Construction Keying: Builder Keys and Move-In Rekeys
Construction keying lets builders use one key across many new homes, then retire that access when the owner moves in. Small balls, wafers, or spacers in pin stacks accept a construction bitting until the homeowner's key captures the spacers in extra plug holes on first use.
Schlage and other brands drill dedicated construction holes in plugs for this purpose — common in subdivision rollouts where carpenters and painters need repeated entry.
How Construction Keying Works
Construction keys align pins with spacers included. When the owner key turns, spacers ride into side chambers milled in the plug, changing the effective bitting so the construction key no longer operates. One visit rekeys every cylinder in the door without disassembly.
Field Use
General contractors distribute a neighborhood master during framing and finish work. Homeowners receive permanent keys at closing.

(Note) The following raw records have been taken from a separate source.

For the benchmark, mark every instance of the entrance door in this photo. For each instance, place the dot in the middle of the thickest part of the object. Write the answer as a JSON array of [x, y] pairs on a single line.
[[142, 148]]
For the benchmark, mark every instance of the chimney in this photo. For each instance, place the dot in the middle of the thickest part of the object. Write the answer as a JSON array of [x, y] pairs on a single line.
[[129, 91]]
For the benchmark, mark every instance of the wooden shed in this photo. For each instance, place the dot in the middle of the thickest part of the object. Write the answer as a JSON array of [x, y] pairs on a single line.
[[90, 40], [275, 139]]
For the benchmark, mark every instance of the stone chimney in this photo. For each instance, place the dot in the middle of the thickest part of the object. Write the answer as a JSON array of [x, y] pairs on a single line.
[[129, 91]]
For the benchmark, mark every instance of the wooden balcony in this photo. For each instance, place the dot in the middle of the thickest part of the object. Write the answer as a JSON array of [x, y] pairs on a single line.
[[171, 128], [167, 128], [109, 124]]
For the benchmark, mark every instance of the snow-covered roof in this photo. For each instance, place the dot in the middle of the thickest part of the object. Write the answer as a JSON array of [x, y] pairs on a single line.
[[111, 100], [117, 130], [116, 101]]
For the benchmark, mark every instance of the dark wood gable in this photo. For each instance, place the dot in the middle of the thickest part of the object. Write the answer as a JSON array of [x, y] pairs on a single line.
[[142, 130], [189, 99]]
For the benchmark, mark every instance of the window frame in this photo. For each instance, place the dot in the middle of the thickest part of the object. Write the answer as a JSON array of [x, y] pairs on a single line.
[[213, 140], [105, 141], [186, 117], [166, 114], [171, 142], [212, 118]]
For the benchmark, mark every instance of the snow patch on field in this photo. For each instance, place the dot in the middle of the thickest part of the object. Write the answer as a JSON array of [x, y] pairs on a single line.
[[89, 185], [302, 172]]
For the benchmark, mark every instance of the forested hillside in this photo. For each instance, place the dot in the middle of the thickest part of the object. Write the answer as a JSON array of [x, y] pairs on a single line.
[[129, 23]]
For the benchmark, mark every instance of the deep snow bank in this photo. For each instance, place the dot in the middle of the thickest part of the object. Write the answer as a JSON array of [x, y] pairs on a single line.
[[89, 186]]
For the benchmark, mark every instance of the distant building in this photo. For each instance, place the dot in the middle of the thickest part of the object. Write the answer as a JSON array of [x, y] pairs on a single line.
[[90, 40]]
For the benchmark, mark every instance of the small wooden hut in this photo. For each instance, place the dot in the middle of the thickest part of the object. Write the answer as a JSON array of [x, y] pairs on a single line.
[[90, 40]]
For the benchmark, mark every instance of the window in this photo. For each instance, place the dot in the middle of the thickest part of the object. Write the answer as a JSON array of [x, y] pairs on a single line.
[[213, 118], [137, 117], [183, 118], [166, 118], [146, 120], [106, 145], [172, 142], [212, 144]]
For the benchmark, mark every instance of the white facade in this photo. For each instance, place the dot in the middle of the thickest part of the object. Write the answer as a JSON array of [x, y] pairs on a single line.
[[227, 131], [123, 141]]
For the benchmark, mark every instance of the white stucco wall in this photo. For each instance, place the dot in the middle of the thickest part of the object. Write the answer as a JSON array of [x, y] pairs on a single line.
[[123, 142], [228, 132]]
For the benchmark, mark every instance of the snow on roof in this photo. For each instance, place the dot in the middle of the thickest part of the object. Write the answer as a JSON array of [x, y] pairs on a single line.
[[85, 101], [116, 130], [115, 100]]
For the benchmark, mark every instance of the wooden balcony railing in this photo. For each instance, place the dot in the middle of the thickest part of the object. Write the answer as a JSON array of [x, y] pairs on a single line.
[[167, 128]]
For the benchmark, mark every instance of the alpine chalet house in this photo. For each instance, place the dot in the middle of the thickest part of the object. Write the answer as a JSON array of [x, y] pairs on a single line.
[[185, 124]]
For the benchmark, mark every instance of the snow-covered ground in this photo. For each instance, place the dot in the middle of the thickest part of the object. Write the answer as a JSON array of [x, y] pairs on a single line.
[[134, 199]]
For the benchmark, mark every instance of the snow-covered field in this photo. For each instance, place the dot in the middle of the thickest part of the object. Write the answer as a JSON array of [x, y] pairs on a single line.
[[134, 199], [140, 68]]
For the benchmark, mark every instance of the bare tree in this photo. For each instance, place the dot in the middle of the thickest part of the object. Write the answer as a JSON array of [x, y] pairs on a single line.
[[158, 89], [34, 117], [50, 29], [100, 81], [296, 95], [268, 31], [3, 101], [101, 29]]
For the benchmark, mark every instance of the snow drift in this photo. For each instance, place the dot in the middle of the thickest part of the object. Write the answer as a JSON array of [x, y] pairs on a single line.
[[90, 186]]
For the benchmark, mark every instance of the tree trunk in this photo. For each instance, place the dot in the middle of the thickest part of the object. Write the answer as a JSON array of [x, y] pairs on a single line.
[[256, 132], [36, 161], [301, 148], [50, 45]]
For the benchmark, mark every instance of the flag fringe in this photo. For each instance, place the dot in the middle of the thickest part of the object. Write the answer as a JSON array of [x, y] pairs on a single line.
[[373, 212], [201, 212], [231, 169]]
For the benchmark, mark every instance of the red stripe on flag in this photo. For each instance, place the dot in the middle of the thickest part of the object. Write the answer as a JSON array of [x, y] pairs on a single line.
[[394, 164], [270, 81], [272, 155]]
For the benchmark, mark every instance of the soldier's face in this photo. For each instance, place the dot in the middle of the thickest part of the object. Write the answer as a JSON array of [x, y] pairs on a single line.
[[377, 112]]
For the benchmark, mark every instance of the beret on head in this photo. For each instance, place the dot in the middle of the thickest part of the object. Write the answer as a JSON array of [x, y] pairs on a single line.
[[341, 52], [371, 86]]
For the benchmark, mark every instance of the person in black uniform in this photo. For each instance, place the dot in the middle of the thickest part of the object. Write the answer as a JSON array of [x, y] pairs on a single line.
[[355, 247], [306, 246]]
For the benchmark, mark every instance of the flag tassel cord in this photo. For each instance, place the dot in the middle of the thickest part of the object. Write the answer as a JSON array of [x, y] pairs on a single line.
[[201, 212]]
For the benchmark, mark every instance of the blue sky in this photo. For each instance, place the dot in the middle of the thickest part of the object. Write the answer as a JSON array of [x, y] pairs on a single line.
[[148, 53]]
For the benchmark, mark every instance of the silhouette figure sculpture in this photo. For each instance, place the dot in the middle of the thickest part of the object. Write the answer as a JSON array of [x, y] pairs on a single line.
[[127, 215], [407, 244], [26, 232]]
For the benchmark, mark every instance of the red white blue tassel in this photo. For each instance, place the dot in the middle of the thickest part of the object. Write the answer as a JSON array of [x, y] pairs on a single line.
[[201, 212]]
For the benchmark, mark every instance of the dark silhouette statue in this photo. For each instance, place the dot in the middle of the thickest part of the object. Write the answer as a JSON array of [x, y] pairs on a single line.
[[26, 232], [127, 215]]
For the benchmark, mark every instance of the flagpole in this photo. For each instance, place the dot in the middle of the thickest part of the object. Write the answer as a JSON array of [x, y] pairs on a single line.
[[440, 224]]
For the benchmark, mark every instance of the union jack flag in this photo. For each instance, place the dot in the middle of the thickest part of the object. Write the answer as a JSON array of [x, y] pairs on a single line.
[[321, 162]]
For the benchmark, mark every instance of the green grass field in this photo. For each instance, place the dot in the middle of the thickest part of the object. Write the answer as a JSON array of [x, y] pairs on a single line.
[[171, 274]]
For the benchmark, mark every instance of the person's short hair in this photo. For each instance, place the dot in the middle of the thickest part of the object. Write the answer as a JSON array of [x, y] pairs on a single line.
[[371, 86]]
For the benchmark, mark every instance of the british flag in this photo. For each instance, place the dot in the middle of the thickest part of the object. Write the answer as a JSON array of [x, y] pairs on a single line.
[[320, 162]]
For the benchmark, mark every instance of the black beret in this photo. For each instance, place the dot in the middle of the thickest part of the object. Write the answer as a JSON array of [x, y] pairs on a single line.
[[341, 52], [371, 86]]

Locksmiths verify construction elements are fully captured during first owner operation.
Security Risks
Measuring owner key depths plus spacer thickness can reveal construction bitting. Attackers who understand the builder's pinning chart may derive keys that still open sibling homes — a known concern in large tracts using identical pinning.
Relation to Master Keying
Construction keying is temporary hierarchy, not ongoing master systems. See master keying and rekeying for permanent commercial hierarchies.
Locksmith Practice
Technicians confirm spacer capture after closing, replace cores if construction keys circulate too long, and document when subdivisions share bitting patterns that warrant post-move rekeys.